Hoe het was vandaag op school, vragen we.

‘Ik vind school niks aan’, zegt Salem.

‘Hij gaat sinds de revolutie al niet meer naar school’, legt oom Yusuf uit. ‘Halit wel, omdat hij veel kleiner was en nog maar net begon toen de oorlog rond Deir ez-Zor losbarstte. De jongens zijn met hun familie naar een klein dorpje in de buurt verhuisd omdat de gevechten steeds heviger werden. Ze vluchtten voor de bommen. Vanaf dat moment heeft Salem geen schoolbank meer gezien. De buren en andere bewoners in hun nieuwe omgeving moedigden de jongens aan om naar een IS-kamp te gaan. Daar zouden ze speelgoed en geld krijgen, zeiden ze. Onder druk van de buren heeft de moeder toegegeven. De vader was afwezig. Het waren ook de buren die de jongens naar het kamp brachten, dichtbij Deir ez-Zor. Halit begon als eerste met zijn dagklassen. Salem is later gevolgd, hij heeft lang gewoon buiten gespeeld. Beide jongens zaten in een kamp voor kinderen van zeven tot vijftien jaar.
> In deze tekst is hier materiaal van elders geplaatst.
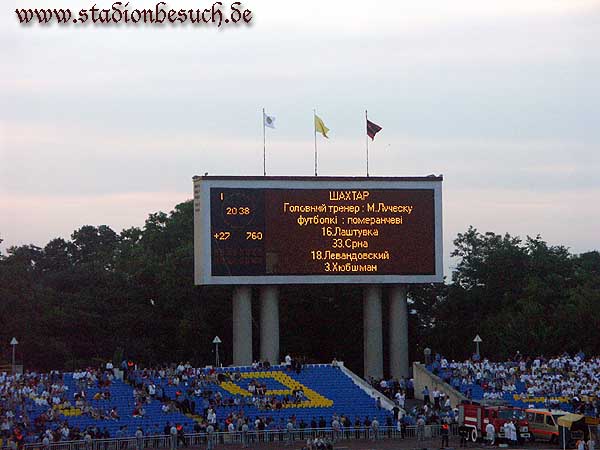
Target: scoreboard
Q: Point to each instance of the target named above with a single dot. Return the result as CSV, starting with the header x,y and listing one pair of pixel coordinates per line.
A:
x,y
312,230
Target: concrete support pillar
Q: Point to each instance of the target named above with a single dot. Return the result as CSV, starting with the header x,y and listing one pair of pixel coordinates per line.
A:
x,y
269,324
398,332
242,325
372,329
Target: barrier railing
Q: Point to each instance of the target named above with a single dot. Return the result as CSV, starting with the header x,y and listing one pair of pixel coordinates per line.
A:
x,y
237,437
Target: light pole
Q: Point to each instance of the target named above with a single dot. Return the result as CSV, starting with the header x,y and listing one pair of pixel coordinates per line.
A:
x,y
14,344
216,341
477,340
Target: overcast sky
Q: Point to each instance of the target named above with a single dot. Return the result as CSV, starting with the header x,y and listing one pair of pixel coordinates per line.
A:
x,y
104,125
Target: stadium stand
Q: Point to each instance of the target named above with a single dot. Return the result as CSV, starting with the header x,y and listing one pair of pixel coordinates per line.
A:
x,y
570,383
68,406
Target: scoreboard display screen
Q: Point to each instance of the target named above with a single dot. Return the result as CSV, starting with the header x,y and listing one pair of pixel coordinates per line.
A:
x,y
295,230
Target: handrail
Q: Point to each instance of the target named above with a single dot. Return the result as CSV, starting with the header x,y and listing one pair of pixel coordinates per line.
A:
x,y
238,437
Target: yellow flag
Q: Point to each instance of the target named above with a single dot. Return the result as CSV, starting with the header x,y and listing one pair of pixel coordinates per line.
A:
x,y
320,127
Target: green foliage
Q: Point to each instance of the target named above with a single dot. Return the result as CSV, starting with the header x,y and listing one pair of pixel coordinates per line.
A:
x,y
103,295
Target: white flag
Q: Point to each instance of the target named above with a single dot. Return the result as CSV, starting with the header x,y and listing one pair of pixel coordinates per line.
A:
x,y
269,121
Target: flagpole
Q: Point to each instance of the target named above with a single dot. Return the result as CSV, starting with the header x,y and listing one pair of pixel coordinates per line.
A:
x,y
264,146
315,129
367,139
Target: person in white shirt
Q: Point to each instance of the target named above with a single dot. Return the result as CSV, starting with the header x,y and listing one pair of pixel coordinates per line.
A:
x,y
490,433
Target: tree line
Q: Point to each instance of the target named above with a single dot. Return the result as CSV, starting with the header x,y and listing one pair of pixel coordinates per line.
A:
x,y
104,295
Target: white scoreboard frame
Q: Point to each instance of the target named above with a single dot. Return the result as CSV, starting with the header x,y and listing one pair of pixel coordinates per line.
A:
x,y
203,237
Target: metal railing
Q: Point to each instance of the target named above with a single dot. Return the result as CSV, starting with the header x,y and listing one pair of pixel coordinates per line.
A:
x,y
251,437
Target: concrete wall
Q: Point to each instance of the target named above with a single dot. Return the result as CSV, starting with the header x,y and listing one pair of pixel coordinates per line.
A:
x,y
422,377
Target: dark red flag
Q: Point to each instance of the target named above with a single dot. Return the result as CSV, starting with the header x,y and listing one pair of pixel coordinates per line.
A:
x,y
372,129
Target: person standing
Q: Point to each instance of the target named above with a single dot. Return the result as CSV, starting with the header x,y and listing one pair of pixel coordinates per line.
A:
x,y
513,433
426,398
245,434
445,433
173,434
210,437
375,428
420,428
139,439
490,434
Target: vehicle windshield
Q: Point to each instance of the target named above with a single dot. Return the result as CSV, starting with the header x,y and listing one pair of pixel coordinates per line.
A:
x,y
511,414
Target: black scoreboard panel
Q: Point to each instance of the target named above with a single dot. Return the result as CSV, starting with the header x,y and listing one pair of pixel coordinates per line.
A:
x,y
352,232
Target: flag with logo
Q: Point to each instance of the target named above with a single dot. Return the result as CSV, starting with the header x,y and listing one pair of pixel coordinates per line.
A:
x,y
269,121
320,127
372,129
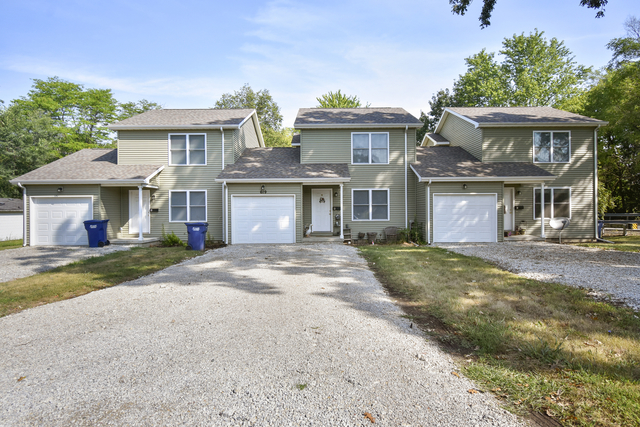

Ze kregen Koranlessen en leerden hoe ze wapens moesten gebruiken zodat ze ‘later naar de landen van de ongelovigen’ konden gaan om die te doden.’

Salem: ‘Ze leerden ons hoe we wapens in en uit elkaar moesten halen en schoonmaken. En ook hoe we een explosievengordel moesten omdoen. Ze vertelden ons dat we naar het paradijs zouden gaan als we onszelf opbliezen. De mannen van het FSA (Vrije Syrische leger, nvdr) waren kafirs, ongelovigen zeiden ze. Die moesten dood. Ook als er in onze familie mensen zaten bij de FSA moesten die dood, want dat waren ook ongelovigen.’

Onthoofdingsoefening

Salem zit op de rand van het bed en vertelt honderduit. We hoeven bijna niets meer te vragen, het komt vanzelf. Aan zijn spontane en enthousiaste manier van praten is te merken dat het voor de kinderen één groot spel was. Halit vertelt even graag als zijn oudere broer en probeert ertussen te komen zodra hij kan. De jongens kregen geld en nieuwe kleren, zeggen ze. En er was een zwembad dat ze mochten gebruiken.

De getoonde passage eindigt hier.